Yes, it is. Why do you think there are that many r3k recompilers and not so many for other processors? :-)

OG.





SubjectRe: Playstation Emu new Reply to this message
Posted byfinaldave
Posted on12/17/03 05:05 AM



> > Is emulating a MIPS 3000A in interpreted mode as simple as this source seems
> to
> > suggest?
>
> Yes, it is. Why do you think there are that many r3k recompilers and not so
> many for other processors? :-)
>
> OG.

Actually I think I did miss the dynarec in FPSE when I looked (I *think* it has a dynarec).

Not having flags sounds great! It sounds like the perfect cpu to attempt your first dynarec for, since you'd only have to do dead register analysis rather than anaylsis on each flag.
Plus the end result would be loads of fun (getting PSX games to run faster). It's just a shame that ISOs are so big and tricky to fit on Pocket PCs and stuff. I have a load of old PSX CDs somewhere, I'll have to try and dig them out to make MiniPSX rips to play around with.
Remember the D1 Demo disk with Wipeout, Destruction Derby, and the Dinosaur/Manta ray demos? Great days!
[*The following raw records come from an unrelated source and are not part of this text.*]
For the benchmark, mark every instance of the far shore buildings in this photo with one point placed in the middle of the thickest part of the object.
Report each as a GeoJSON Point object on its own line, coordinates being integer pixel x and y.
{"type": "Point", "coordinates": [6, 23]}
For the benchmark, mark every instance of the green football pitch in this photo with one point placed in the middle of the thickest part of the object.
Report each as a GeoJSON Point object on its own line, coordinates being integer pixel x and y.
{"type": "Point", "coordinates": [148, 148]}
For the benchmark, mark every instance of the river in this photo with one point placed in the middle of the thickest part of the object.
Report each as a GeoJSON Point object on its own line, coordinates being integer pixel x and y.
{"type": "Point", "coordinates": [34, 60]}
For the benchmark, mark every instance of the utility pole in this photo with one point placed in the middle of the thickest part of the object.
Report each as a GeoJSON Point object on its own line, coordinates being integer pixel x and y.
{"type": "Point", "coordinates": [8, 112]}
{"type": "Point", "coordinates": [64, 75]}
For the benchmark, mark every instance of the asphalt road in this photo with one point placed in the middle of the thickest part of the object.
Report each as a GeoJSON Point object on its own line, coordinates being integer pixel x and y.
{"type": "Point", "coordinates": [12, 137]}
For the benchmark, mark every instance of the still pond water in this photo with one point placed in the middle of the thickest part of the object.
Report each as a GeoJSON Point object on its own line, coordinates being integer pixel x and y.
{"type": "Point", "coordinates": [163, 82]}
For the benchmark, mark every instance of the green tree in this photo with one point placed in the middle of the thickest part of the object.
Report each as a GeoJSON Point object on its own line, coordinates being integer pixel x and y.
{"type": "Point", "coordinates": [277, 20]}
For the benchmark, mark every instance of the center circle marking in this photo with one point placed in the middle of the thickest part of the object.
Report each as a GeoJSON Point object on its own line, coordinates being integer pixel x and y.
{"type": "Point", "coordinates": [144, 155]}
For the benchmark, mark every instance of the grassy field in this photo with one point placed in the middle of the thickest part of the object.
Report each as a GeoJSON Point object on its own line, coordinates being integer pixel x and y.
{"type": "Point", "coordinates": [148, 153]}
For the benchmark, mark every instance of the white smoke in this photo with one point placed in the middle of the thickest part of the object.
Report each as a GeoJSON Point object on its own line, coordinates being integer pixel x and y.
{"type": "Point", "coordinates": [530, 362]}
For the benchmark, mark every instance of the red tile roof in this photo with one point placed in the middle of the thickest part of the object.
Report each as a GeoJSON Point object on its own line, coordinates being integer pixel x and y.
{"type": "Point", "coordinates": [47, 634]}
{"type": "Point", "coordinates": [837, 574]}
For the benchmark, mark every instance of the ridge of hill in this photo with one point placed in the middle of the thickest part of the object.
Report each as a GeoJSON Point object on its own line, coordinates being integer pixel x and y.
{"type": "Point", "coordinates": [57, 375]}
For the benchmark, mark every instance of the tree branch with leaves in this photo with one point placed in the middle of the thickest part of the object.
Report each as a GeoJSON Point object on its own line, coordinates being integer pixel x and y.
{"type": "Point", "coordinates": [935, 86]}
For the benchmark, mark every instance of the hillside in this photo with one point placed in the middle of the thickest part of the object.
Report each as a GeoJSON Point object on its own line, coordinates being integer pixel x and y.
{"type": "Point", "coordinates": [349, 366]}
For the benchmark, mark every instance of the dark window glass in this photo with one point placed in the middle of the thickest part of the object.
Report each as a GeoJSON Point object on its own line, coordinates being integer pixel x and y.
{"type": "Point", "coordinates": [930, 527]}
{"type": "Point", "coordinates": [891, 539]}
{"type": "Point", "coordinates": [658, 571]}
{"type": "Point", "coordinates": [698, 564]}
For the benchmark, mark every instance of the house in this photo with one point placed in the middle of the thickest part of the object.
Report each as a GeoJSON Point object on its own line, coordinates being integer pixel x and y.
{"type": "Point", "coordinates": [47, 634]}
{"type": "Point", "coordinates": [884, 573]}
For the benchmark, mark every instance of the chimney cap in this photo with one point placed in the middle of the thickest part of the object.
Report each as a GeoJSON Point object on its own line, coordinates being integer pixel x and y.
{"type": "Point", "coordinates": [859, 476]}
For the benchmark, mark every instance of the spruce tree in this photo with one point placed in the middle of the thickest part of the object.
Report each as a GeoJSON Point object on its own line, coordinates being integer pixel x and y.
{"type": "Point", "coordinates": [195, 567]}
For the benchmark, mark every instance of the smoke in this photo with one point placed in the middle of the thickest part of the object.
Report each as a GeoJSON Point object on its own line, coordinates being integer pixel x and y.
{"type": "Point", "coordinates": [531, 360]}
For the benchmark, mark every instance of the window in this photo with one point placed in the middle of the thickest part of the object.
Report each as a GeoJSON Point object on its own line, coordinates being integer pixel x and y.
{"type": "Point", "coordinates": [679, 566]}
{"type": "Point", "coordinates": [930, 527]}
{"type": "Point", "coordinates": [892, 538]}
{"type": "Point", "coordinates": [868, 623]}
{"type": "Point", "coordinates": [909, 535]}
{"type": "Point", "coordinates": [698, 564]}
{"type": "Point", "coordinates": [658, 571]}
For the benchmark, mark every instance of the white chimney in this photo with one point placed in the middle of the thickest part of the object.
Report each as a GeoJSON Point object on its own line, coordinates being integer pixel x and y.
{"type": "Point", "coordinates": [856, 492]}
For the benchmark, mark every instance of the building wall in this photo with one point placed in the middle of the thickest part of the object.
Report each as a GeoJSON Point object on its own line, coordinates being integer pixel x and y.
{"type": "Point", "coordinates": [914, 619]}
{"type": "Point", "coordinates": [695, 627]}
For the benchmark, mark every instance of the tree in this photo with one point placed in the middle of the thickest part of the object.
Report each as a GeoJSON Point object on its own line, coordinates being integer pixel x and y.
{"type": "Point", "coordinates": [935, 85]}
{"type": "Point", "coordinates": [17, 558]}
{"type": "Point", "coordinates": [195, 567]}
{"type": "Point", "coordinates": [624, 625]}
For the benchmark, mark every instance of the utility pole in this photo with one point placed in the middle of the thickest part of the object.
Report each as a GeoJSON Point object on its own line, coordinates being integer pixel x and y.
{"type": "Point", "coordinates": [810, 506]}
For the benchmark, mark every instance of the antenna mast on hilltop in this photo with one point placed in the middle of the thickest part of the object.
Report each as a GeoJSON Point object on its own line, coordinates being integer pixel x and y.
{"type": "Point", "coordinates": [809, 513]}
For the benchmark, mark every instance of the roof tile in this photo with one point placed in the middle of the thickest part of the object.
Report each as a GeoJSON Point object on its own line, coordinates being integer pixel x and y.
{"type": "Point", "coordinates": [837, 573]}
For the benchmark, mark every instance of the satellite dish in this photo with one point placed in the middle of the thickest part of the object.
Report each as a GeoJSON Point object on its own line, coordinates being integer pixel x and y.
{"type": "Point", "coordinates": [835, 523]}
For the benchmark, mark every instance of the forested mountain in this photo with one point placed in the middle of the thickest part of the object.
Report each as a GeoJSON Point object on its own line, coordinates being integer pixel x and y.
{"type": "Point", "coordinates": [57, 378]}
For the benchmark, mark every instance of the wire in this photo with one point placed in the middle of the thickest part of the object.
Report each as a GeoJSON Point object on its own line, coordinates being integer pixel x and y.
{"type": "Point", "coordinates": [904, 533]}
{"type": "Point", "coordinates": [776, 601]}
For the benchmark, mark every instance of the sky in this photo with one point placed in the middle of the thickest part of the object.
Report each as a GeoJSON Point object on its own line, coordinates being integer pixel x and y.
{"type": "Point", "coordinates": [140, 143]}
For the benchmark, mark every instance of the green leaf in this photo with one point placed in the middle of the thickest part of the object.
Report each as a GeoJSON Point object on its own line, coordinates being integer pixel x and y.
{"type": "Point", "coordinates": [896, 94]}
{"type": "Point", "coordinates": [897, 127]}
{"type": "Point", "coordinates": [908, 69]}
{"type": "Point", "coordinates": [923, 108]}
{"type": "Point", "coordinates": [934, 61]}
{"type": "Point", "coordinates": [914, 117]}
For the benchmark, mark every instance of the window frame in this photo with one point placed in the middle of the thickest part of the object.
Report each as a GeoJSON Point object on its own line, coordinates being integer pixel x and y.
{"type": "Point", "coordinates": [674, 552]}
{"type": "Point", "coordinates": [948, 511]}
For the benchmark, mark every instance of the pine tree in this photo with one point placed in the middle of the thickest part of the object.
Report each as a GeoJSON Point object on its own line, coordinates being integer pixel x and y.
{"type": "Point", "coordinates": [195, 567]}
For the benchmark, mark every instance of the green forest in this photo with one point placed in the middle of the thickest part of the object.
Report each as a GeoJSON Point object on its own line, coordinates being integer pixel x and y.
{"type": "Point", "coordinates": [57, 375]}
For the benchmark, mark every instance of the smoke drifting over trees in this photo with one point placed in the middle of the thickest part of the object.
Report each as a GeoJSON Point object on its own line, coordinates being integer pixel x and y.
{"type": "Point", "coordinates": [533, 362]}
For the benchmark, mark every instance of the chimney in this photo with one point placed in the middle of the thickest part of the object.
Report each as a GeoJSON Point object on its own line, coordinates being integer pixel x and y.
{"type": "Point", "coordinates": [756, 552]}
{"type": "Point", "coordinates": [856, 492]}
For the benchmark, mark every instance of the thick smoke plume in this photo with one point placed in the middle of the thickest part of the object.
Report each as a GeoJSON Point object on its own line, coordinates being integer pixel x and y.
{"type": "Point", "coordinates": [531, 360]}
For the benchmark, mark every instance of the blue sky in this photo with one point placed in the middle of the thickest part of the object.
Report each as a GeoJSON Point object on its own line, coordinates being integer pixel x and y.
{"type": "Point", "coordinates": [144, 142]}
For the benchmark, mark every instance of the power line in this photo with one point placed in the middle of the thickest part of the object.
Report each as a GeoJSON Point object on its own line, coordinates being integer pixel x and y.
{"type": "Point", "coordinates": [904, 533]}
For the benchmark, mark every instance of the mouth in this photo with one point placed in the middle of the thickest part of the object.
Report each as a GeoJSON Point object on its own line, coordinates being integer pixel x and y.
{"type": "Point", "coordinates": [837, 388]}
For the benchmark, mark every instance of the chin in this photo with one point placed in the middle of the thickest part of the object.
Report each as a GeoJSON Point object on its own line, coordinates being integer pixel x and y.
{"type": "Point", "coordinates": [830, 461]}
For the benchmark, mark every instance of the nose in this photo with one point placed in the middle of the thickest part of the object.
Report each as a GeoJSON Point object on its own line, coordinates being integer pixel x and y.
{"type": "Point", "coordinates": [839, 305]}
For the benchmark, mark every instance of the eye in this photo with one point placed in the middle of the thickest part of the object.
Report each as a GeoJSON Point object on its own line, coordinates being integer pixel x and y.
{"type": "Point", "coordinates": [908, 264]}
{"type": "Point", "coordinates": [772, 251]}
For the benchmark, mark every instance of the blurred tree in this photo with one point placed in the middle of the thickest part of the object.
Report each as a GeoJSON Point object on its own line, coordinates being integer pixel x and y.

You learn something old everyday...



SubjectRe: Playstation Emu new Reply to this message
Posted bysmf
Posted on12/17/03 06:21 AM



The only complicated bit about the psx cpu is the "tekken2 bug", which requires you to emulate the instruction pipeline.

Not only do you need to delay branches ( i.e. always execute the next instruction after a branch ) you also have to delay loads that occur in that instruction. It only matters if the instruction at the branch destination uses that register, pcsx does a complicated analaysis and generates code depending on that. For the MAME interpreter I just incorporated it into the branch delay code. I don't think any of the other open source emulators ever had it working properly.

smf





SubjectRe: Playstation Emu new Reply to this message
Posted byfinaldave
Posted on12/17/03 06:21 PM



> The only complicated bit about the psx cpu is the "tekken2 bug", which requires
> you to emulate the instruction pipeline.
>
> Not only do you need to delay branches ( i.e. always execute the next
> instruction after a branch ) you also have to delay loads that occur in that
> instruction. It only matters if the instruction at the branch destination uses
> that register, pcsx does a complicated analaysis and generates code depending on
> that. For the MAME interpreter I just incorporated it into the branch delay
> code. I don't think any of the other open source emulators ever had it working
> properly.
>
> smf
>

Ah yes - we studies pipelines and stuff in Uni, so does it only affect branches then?

What about situations when a register is loaded and then used, are they never trouble for emulators?

How does it manifest itself in Tekken 2?



You learn something old everyday...



Subjectthis way last opcode costs more than the first new Reply to this message
Posted byTerry Bogard
Posted on12/17/03 07:40 PM



> I was just having a quick look at the source code to FPSE and was shocked that
> the cpu emulator looks like it's actually very very compact (cpu2.cpp in the
> source, 500 lines) and just seems to have stuff like
>
> case ADDU: rd = rs rt; break;
> case SUBU: rd = rs - rt; break;
> case BNE: if (rt!=rs) { JUMP(PC immS*4); } break;
>
> Is this because MIPS is a very reduced instruction set (i.e. the decode is
> similar in each opcode)?

Maybe the overhead isn't much with a fast CPU and a reduced instruction set, but when I tried to write a Z80 emu, I chose to initialize an array of function pointers *ONCE*, and then decode opcodes this way:

opcode = readOpcodeFromMemory(PC);

(functionArray[opcode]) (parameters);

Downsides were the init time, which was kinda long, and the fact that all functions implementing opcodes shared the same signature, which was a useless parameter passing, sometimes. But no time wasted to "seek" the correct opcode implementation.

Was it a very bad idea?




SubjectRe: Playstation Emu new Reply to this message
Posted byRiff
Posted on12/17/03 07:57 PM



> Ah yes - we studies pipelines and stuff in Uni, so does it only affect branches
> then?
>
> What about situations when a register is loaded and then used, are they never
> trouble for emulators?
>
> How does it manifest itself in Tekken 2?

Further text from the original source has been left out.